Gwen and I saw this kind of unshakable faith in our twelve-year-old granddaughter Tiffany. Sitting at her bedside in her final days, we beheld in her a peace that surpassed all our understanding. She told me, “Grandpa, I want to go home. I’ve seen Jesus, and he told me he wants me to be there. I don’t want to be here anymore.” Tiffany had lost all fear of death and deprivation.

That is the rest God wants for his people. It’s a confidence that says, like Paul and like Tiffany, “Live or die, I am the Lord’s.” This is what makes a completely sold-out follower of God. God wants his people to have a faith that declares, “He who began this miracle for us will finish it. He has already proven to us he’s faithful."

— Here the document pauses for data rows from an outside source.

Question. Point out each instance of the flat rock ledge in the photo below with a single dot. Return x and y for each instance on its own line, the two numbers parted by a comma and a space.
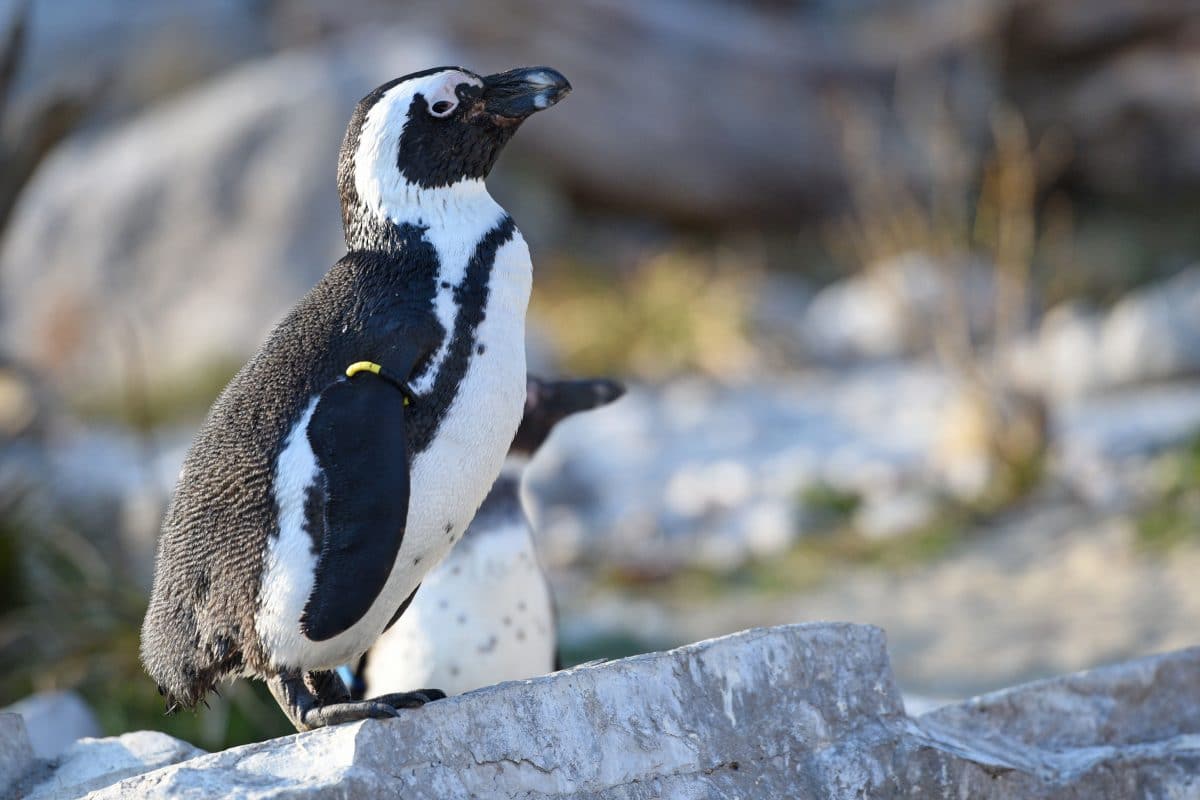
791, 711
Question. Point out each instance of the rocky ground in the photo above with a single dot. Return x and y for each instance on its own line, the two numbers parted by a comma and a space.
798, 711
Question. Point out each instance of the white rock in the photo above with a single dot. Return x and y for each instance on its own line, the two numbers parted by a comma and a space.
793, 711
141, 246
1069, 352
54, 721
893, 513
1153, 334
16, 753
96, 763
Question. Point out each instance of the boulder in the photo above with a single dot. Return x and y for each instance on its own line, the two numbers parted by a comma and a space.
93, 764
54, 721
1153, 334
797, 711
17, 759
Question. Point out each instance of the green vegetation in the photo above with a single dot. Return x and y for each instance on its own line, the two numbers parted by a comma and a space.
672, 314
1173, 518
72, 623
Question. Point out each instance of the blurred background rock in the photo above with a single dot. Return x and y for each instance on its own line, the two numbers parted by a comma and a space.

A true worshipper isn’t someone who dances after the victory is won. It isn’t the person who sings God’s praises once the enemy has been vanquished. That’s what the Israelites did. When God parted the Red Sea and they arrived on the other side, they sang and danced, praised God and extolled his greatness. Yet, three days later, these same people murmured bitterly against God, at Marah. These weren’t worshippers; they were shallow shouters!

I pray that all who read this message can say in the midst of their hardships or worries, “Yes, the economy may collapse. Yes, I may still be facing a sickness or failing relationship, but God has proven himself faithful to me. No matter what comes, I will rest in his love for me.”

As we look back, we will see that all our fears are wasted. We will see that God desires only to do good to us. We’ve seen his power and glory on our behalf. Now we must be determined to no longer live in fear. Live or die, we are the Lord’s.